Billy sat on the bed and stared out the window. The sky warmed, splashing amber waves across the meadow. Golden rays shone through the gauze of willow trees, kissing the sheen of dew that blanketed the world. Until, at last, the sun burst free from the earth, blinding and radiant above the slabs and spires of stone that held quiet vigil in the graveyard on the hill.


Billy sat there for over an hour, waiting. He drummed his fingers against the cast, and rocked back and forth on the bed, repeating a silent prayer to anything that would listen.


He scoured his notes from the dream, desperate to find something that he might've missed. After countless reviews of underlined passages and circled words and bolded arrows of ink on the page, Billy crumpled it up and tossed it at the bin. The paper bounced off the rim, and rolled to a stop on a grooved heating vent.

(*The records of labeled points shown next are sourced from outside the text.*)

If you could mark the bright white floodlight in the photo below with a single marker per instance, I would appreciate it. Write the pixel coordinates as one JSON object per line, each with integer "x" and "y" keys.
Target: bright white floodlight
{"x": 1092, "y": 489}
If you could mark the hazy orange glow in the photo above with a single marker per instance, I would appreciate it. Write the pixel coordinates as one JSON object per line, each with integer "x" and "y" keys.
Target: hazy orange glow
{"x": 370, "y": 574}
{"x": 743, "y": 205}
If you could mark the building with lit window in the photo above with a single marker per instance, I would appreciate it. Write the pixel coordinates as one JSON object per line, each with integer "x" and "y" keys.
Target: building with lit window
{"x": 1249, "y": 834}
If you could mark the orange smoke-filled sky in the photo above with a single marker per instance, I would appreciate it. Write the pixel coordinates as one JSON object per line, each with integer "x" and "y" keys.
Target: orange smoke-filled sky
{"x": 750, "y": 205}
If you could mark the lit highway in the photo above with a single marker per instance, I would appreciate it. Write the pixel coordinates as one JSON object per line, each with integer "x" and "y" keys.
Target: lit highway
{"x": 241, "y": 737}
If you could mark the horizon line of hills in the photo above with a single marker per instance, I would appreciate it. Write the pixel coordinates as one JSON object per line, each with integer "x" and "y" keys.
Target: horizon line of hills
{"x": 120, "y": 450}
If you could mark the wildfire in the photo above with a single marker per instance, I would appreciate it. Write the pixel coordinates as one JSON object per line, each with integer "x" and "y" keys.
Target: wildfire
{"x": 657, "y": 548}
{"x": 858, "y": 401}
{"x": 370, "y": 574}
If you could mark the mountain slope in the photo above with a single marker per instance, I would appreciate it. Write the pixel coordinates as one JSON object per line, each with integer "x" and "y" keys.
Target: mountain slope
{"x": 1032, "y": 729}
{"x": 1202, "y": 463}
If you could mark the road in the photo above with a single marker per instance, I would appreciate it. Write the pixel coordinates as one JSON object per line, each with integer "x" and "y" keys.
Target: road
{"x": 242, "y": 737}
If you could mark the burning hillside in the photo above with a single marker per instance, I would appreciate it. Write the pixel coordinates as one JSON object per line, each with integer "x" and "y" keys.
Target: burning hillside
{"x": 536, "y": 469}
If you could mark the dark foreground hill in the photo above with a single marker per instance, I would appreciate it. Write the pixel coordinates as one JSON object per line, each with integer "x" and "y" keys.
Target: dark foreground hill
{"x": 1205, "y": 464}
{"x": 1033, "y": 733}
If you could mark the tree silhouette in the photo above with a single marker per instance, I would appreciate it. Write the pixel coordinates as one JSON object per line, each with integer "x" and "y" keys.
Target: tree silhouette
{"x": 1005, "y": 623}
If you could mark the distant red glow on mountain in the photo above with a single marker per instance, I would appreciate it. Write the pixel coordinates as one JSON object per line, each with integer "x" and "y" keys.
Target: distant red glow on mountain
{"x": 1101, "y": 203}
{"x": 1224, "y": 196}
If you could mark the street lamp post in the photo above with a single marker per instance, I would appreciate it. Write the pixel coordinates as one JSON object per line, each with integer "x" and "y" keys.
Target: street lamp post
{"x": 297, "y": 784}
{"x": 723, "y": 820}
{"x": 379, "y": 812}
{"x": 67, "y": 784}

I was wrong, he thought, slamming his head down on the pillows and making the whole bed shake. It's all wrong. 


He heard his father's car honk twice. He was departing early for work to make up for taking the afternoon off. He heard his mother clomping around the kitchen. She was cooking the 'special breakfast' that was meant as some kind of consolation prize for the bad news to come. 


Billy curled in a one-legged ball with the pillows around his head. He began to drift, lost in defeat and the dull thump of his own heart droning in his skull. The boy resigned himself to a brief sleep, to one last escape before his life changed forever.


But then something happened. It was an entirely unexpected something, a violent shake that freed the boy from his daze and despair.


Screaming.


Billy's mother was screaming downstairs. He heard the backdoor slam, and confusion in the kitchen. There was stomping across the living room, and a clumsy thunder up the stairs.


The bedroom door burst open, and there was Elizabeth Brahm — panting, sheet-white, with both eyes popping out of her head like an angry cartoon. She held a pair of field binoculars in her pale, trembling hands.


"What's going on?" Billy sat up, feigning sudden wakefulness.


"I need to–" she struggled for breath, "I need to see something." She moved to the window and held the binoculars up, smooshing her glasses askew. She squinted, bent the lens arms, and adjusted the focus knob with a shaky thumb.

"Oh no...oh no, no, NO!"


"What is it?" Billy said, pressing his face against the glass and following her line of sight. She was aimed at the back garden.